[kforge-dev] Authentication bug: not finding the cookie

Fri Nov 3 20:27:44 UTC 2006

John Bywater wrote:

> PS Hope to commit things shortly......

So I think I'm done with kforge.handlers for now. I think the problems 
we were having have been sorted out, every major line of execution is 
under test (I think). I can't see any more refactorings that would 
improve the code, and I'm mostly happy with the names of things.

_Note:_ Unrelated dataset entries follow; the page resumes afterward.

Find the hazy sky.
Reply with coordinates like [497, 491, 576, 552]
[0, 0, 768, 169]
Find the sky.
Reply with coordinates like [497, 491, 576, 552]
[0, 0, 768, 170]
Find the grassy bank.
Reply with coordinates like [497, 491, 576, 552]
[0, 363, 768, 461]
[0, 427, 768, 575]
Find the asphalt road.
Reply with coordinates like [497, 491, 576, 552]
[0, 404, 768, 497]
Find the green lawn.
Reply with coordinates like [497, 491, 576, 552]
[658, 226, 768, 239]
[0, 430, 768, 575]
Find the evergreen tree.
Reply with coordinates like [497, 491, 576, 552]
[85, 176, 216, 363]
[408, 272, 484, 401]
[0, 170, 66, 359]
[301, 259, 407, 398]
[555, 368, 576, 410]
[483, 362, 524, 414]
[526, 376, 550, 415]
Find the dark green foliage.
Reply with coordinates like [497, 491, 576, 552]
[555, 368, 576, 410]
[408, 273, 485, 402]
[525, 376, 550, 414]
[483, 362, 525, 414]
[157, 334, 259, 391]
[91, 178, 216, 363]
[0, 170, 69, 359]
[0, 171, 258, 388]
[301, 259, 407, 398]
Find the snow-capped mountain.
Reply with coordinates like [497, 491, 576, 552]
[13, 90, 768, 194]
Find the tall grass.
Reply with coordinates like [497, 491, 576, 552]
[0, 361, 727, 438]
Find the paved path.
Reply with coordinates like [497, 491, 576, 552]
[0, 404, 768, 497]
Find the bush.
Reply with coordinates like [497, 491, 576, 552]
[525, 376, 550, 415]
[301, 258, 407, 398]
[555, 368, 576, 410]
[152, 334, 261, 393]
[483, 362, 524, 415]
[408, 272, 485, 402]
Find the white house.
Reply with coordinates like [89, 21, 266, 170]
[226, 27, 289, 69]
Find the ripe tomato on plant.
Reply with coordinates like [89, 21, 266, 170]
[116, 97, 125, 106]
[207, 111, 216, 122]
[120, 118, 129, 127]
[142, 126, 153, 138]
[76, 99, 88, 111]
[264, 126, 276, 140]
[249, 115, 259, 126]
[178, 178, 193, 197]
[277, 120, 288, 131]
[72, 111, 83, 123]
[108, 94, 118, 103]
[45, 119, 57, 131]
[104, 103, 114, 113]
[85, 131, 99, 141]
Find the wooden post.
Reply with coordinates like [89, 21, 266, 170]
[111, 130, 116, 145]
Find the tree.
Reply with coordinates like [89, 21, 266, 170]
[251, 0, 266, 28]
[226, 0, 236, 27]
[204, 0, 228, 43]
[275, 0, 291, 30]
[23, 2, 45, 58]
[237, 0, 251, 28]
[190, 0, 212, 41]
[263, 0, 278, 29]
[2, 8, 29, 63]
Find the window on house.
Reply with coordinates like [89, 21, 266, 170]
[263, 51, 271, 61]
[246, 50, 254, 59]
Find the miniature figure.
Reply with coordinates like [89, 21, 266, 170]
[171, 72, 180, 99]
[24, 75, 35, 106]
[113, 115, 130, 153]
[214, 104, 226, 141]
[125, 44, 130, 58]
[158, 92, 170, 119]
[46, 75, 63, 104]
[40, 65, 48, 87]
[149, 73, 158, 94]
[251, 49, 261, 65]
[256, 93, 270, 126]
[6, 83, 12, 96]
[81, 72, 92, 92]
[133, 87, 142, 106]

This was all about the access control handlers for the "project host" 
(ie for the virtual server which serves the project services such as 
Subversion and Trac applications). The issue is to prompt for 
authenticaion in one of two different ways depending on the client 
making the request.

The issue with the password prompt appearing for cookie-capable clients 
was resolved by returning 0 from the access handler when setting a 
redirect, instead of 200. I wrote about this here:

http://project.knowledgeforge.net/kforge/trac/browser/trunk/src/kforge/handlers/projecthost.py#L8

and here:

http://project.knowledgeforge.net/kforge/trac/browser/trunk/src/kforge/apache/apacheconfig.py#L211

I've put all the mod_python handlers for the KForge "project host" in 
the handlers/projecthost.py file. The handlers extend an abstract 
mod_python handler, which has common methods for handling requests, and 
which is in the handlers/base.py file. The project host *access* handler 
has responsibilities for responding to and access control based upon 
session cookies, and for redirecting to the KForge login page or 
deferring control to the authen handler if access is not allowed. The 
project host *authen* handler has responsibilities for authentication of 
and access control based upon credentials supplied through the 'Basic' 
password prompt.

The bug was caused when I replaced the modpython handler return value 
apache.OK (0) with apache.HTTP_OK (200) whilst assuming wrongly that 
they meant they same thing, had the same value, or at least would be 
treated in the same way. Handlers need to return apache.OK (or value 0) 
if they want be the last handler called for a given request under the 
'Satisfy any' condition, perhaps in order selectively to avoid 
triggering an AuthenHandler event with its otherwise unavoidable 'Basic' 
password prompt.

Hope this helps. I'm glad we finally got to the bottom of this, and have 
rewritten the handler code into something maintainable.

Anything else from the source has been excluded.